Non-fungible tokens can give consumers a new way to buy merch, but companies should be cautious when deciding to enter the game, says Dragan Boscovic.
Kidcos like Funko and Toy Mint are getting into non-fungible tokens just as the blockchain tech is starting to gain attention. That growing interest could be good news for companies looking to make some futuristic cash, opening up new revenue streams and giving consumers a new way to buy merch.
Non-fungible tokens or NFTs are unique pieces of content—think of it like a one-of-a-kind virtual trading card—which are transformed into a digital unit with ownership details stored on a digital ledger (a blockchain). NFTs are basically a digital receipt of authenticity, which differentiates the content they’ve bought from copies that may exist elsewhere on the internet.
NFTs make buying and selling virtual collectibles easy, because this form of digital currency builds trust with consumers by automatically verifying the origin of content, proving ownership, and automating content exchanges, says Dragan Boscovic, director of Arizona State University’s Blockchain Research Lab.
NFTs have been around for since 2012, but in 2020 their market value tripled, reaching US$250 million. The interest is due to some big items coming up for sale—such as the original viral video Charlie Bit My Finger. (The family behind the original viral video will transfer its ownership to the winning bid, deleting their copies. While copies will still exist elsewhere on the internet, the “original” will be in the hands of a new owner.)
Gamers have already been embracing blockchain, with 44% saying they’ve used the tech to purchase or trade items from their games, according to 2021 data from Statista. But NFTs and blockchain are still far from being mainstream among consumers. A 2020 survey from Crypto found just 47% had even heard of NFTs, and of those who had, just 63% had a basic understanding of what it actually was.
NFTs can benefit any kids content creator looking to expand their revenue streams beyond traditional publishing platforms like YouTube and Amazon, says Boscovic. It’s particularly fitting for toycos who can use NFTs to sell new digital merch—anything from art to toys—creating a new type of unique virtual content for kids.
Earlier this month, Vancouver-based toy startup Toy Mint launched its first line of IRL toys (pictured, top), which includes plush bears, and which can only be bought if families purchase a matching virtual NFT on the cryptocurrency exchange platform OpenSea. The toyco is taking this approach to give kids simple and unique toys, according to a release from the toyco.

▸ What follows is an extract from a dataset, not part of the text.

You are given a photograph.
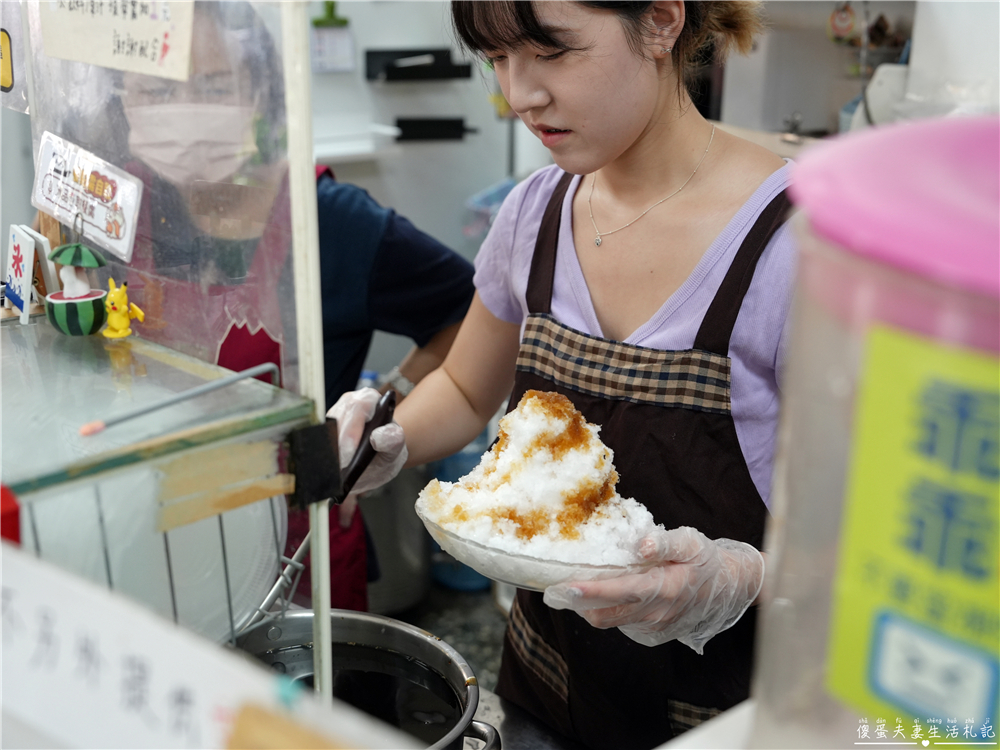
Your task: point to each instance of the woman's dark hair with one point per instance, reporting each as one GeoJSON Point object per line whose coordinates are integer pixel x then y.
{"type": "Point", "coordinates": [505, 25]}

Trading card company Topps, meanwhile, released Garbage Pail Kids cards as NFTs earlier this year—kids who buy packs of the cards in store can redeem unique codes online to also get unique collectible tokens.
Funko, meanwhile, jumped into the market last month, acquiring a majority stake in TokenWave, which developed TokenHead, an app that tracks and displays NFTs. Funko acquired the techco to expand its collectible business into digital assets, according to the company. The toyco will launch its first NFT offerings in June, rolling out new properties on a weekly basis through the blockchain platform WAX.
WildBrain auctioned off one Teletubbies-themed NFT, which it called a TubbyCoin.
In a one-off experiment, Toronto-based WildBrain sold a one-of-a-kind Teletubbies-themed coin as an NFT, which raked in a few thousand dollars, a WildBrain spokesperson told Kidscreen. While this was a new way to raise money for a charity project, the company doesn’t have any plans to expand into NFTs, the spokesperson said.
Though NFTs might be a good place to experiment with new virtual merchandize and collectibles, there are other reasons for kidcos to keep an eye on the category. The digital nature of NFTs gives people around the globe the ability to create digital tokens out of other people’s IP. While copyright and IP laws protect creators from this, it’s still a concern in the art industry where people have tried to sell content that doesn’t belong to them.
There also remains concerns about the bubble-like nature of the technology. Whether or not the current hype over virtual tokens can be sustained is still in question, and means companies should think carefully if they want to get into the mix, says Boscovic.